Selon la deuxième version, un coup d’Etat se serait produit en RPDC, provoquant la destitution de Kim Jong-un du pouvoir, voire sa mort. Selon les anciens fonctionnaires nord-coréens qui ont fui le pays, le vice-maréchal Hwang Pyong-so a toujours gouverné et gouverne le pays. Auparavant il rapportait de la situation à Kim Jong-il, et désormais, il aurait pu décider de ne plus le faire.
« Il est difficile d'interpréter la situation en se basant uniquement sur les apparitions de Kim Jong-un dans les médias. Ce régime nous a habitués à des pratiques qui peuvent paraître étonnantes de l'extérieur, et nous nous sommes souvent trompés, en cherchant justement à interpréter des mouvements là où ils signifiaient leur inverse », explique à La Voix de la Russie Barthélémy Courmont, chercheur à l’IRIS et rédacteur en chef de la revue Monde chinois, nouvelle Asie. « Toutefois l’idée que le dirigeant soit en difficulté semble peu probable, compte-tenu de la présence notamment Hwang Pyong-so, considéré comme le numéro 2 du régime. Des proches de Kim Jong-un étaient également dans la délégation, ce qui a priori exclut la thèse d'une mise à l'écart de Kim Jong-un ».
Même son de cloche chez le spécialiste russe le la Corée du Nord Andreï Lankov.

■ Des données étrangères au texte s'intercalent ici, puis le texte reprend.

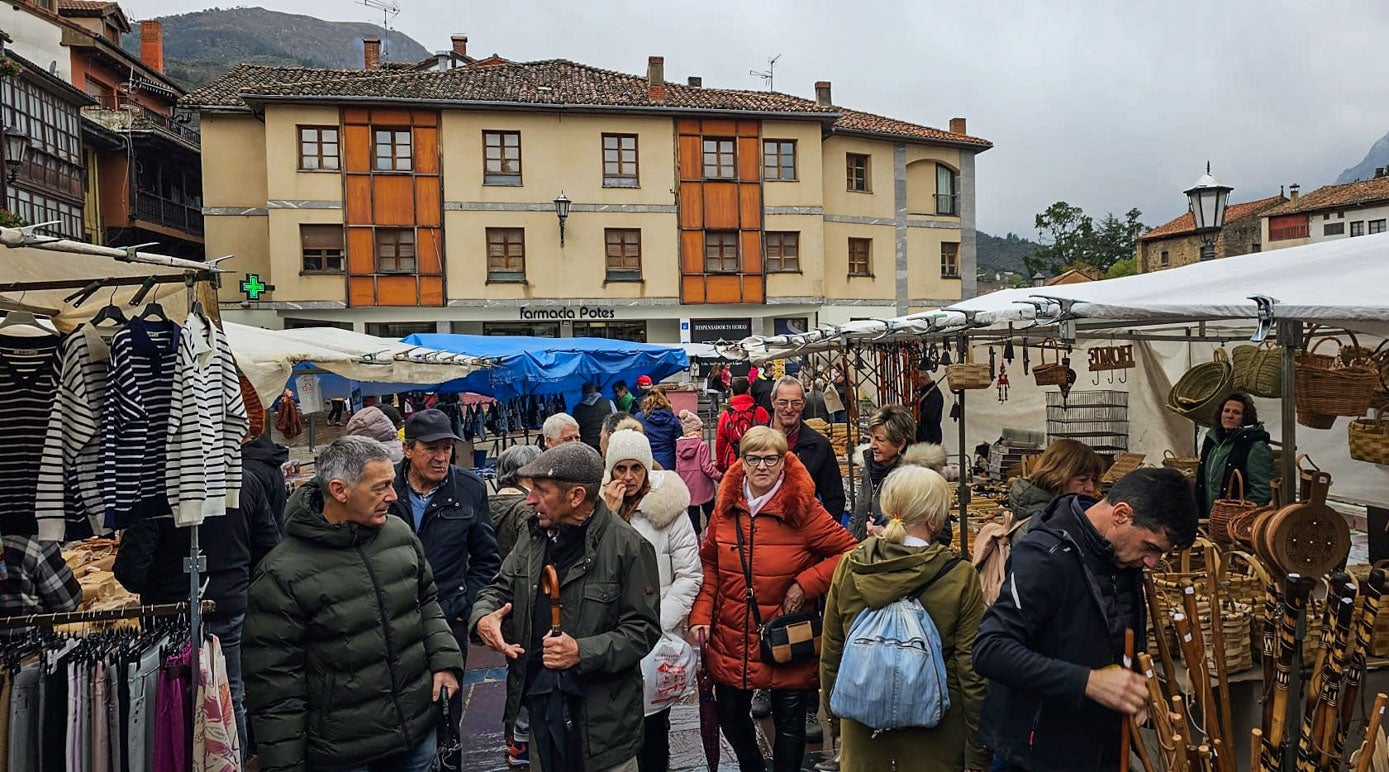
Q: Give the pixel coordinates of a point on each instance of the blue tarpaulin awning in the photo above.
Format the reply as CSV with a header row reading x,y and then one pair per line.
x,y
553,365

« L’hypothèse du coup d’Etat est exclue », affirme-t-il dans un entretien accordé à Gazeta.ru. « D’abord, il n’y a aucun changement important en haut, aucun signe de désarroi. Deuxièmement, l’appareil d’Etat nord-coréen effectue ces derniers temps des manœuvres certes complexes, mais bien réfléchies ».


Un regain de l’activité diplomatique de la Corée du Nord

Sans prévenir, une délégation avec le vice-maréchal Hwang Pyong-so a sa tête, s’est rendue à la cérémonie de fermeture des Jeux Asiatiques d’Incheon. Pour la première fois en 15 ans, le ministre nord-coréen des Affaires étrangères Li Su-yong s’est rendu à l’Assemblée générale de l’ONU pour discuter notamment du rapprochement avec la Corée du Sud. Ensuite, le chef de la diplomatie nord-coréenne s’est rendu en Russie, où il a notamment déposé une gerbe de fleurs sur la centrale hydraulique de Boureïskaïa (région de l’Amour), comme l’avait fait Kim Jong-il il y a quelque temps. Enfin, les hommes politiques nord-coréens se sont rendus à Tokyo pour discuter de la question des citoyens japonais qui sont actuellement emprisonnés en RPDC.

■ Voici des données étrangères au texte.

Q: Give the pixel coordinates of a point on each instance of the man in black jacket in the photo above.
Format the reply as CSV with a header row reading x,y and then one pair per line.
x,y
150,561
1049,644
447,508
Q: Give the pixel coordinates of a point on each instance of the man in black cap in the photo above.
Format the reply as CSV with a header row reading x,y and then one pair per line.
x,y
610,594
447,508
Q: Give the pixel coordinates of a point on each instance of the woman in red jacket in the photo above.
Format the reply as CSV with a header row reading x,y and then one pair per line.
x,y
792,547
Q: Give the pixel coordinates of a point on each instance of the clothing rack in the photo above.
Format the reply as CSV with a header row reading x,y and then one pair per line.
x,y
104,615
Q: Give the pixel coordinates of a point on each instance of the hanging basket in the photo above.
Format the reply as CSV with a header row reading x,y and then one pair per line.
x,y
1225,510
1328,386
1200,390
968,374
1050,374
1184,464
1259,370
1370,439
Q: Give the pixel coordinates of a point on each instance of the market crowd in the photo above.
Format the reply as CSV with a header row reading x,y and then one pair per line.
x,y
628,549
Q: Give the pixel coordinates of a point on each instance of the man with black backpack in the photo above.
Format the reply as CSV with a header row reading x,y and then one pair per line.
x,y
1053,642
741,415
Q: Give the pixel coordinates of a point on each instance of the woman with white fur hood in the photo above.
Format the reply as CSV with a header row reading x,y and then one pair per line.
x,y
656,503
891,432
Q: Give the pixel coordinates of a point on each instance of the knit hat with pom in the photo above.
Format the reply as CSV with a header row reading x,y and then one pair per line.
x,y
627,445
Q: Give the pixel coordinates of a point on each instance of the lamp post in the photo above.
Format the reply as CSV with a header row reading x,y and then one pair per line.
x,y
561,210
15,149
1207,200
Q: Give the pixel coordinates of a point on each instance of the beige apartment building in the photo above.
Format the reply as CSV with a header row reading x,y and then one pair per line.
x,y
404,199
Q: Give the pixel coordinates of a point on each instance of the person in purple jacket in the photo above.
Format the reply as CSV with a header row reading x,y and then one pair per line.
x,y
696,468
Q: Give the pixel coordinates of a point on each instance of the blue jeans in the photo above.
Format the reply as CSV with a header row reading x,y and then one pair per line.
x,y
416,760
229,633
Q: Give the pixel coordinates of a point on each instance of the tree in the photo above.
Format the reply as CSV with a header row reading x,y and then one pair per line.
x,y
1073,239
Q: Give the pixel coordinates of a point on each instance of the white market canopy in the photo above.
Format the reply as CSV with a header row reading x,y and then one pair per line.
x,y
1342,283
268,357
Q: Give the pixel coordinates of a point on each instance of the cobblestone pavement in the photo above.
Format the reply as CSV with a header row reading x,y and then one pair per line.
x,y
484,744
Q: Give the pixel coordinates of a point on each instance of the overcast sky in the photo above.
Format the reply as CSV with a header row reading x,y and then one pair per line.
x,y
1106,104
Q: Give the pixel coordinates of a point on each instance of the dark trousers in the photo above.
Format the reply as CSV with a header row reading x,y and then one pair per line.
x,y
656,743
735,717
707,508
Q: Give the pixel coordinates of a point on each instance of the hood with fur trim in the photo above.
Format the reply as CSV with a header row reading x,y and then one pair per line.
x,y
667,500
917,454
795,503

« L’activité diplomatique de la Corée du Nord de ces dernières semaines est tout à fait singulière », analyse la situation pour La Voix de la Russie Barthélémy Courmont. « Après cinq ans de relations marquées par les tensions, cette reprise du dialogue est un évènement majeur, qui marque d'un côté la volonté de Kim Jong-un de maintenir la porte ouverte avec Séoul, et de l'autre la volonté de la présidente sud-corenne Park Geun-hye de réactiver le dialogue, rompant ainsi avec la ligne très stricte de son prédécesseur Lee Myung-bak. Difficile et fragile (de nouveaux heurts entre militaires confirment que les tensions restent très vives), ce dialogue est visiblement souhaité par les deux parties, adoubé par Washington et Pékin, et nécessaire si on souhaite avancer dans la péninsule. Ce dialogue est de toute façon inévitable, Pyongyang ne pouvant à terme se passer de l'aide de Séoul, et Séoul ne pouvant se résoudre à un conflit non résolu à ses portes s'il souhaite s'affirmer dans cette région et dans le monde ».